Pitt’s 13-9 win a year ago cost West Virginia a shot at the national championship.

PITTSBURGH (AP) — 13-9.

It’s not likely many West Virginians played those numbers in any lottery combination this year. They’re still too recognizable, too painful, too emblematic of one of the bleakest days since the Mountaineers began playing football more than a century ago.

13-9.

The score that cost West Virginia a national championship game appearance, and may have sent former coach Rich Rodriguez packing for Michigan.

Forget it? How could they? The score triggered so much anguish, so much second-guessing, so much finger-pointing, so many significant changes that it would be impossible for the Mountaineers to forget in only 12 months’ time.

“It was a terrible, terrible feeling,” cornerback Ellis Lankster said of that 13-9 upset loss by then-No. 2 West Virginia to Pitt a year ago this weekend. “Just terrible.”

The Mountaineers (7-3, 4-1 Big East) have insisted all week that revenge won’t be a factor when they play neighboring but not neighborly rival Pittsburgh (7-3, 3-2) in a nationally televised game tonight. They may be kidding only themselves.

Because the Mountaineers lost a game on their home field a year ago that virtually no one in their home state thought they could possibly lose, many West Virginians fear they may never again see their team so close to winning the national title.

“We ruined everything for them,” Pitt kicker Conor Lee said.

Winning tonight’s game, when only a non-major bowl bid may be decided, won’t ease West Virginia’s pain.

But this is the first time the Mountaineers have played the Panthers since they lost the game of their lives, and they don’t want to lose again.

Not to Pitt. Not again.

“It’s just an hour up the road, just like Florida-Florida State,” West Virginia assistant Doc Holliday said of the 101-year-old rivalry known as the Backyard Brawl. “Any time you get schools that close together, you get fans and their passion, too.”

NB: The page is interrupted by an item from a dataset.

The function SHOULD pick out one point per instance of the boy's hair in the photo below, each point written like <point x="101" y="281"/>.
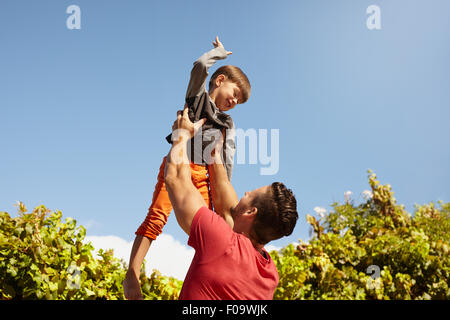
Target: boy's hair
<point x="235" y="75"/>
<point x="277" y="214"/>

It’s why West Virginia residents proudly wear Pittsburgh Steelers T-shirts, but wouldn’t be caught wearing anything that says Pitt Panthers.

“I don’t know if they’ll say it, but they’ve been gunning for us all season,” Pitt linebacker Scott McKillop said. “As a player, we ruined their season last year, a lot of fans’ dreams of playing in a national championship game, so they’re going to be pumped for us.”

West Virginia has a flicker of hope of winning the Big East, but it would take the Mountaineers beating Pitt and South Florida on Dec. 6 and No. 16 Cincinnati losing to Syracuse on Saturday. Pitt’s chances ended when it lost 28-21 at Cincinnati last Saturday.

If Cincinnati beats Syracuse to claim the conference’s automatic BCS bowl bid, the West Virginia-Pitt winner could wind up in the Sun Bowl, with the Gator an outside possibility.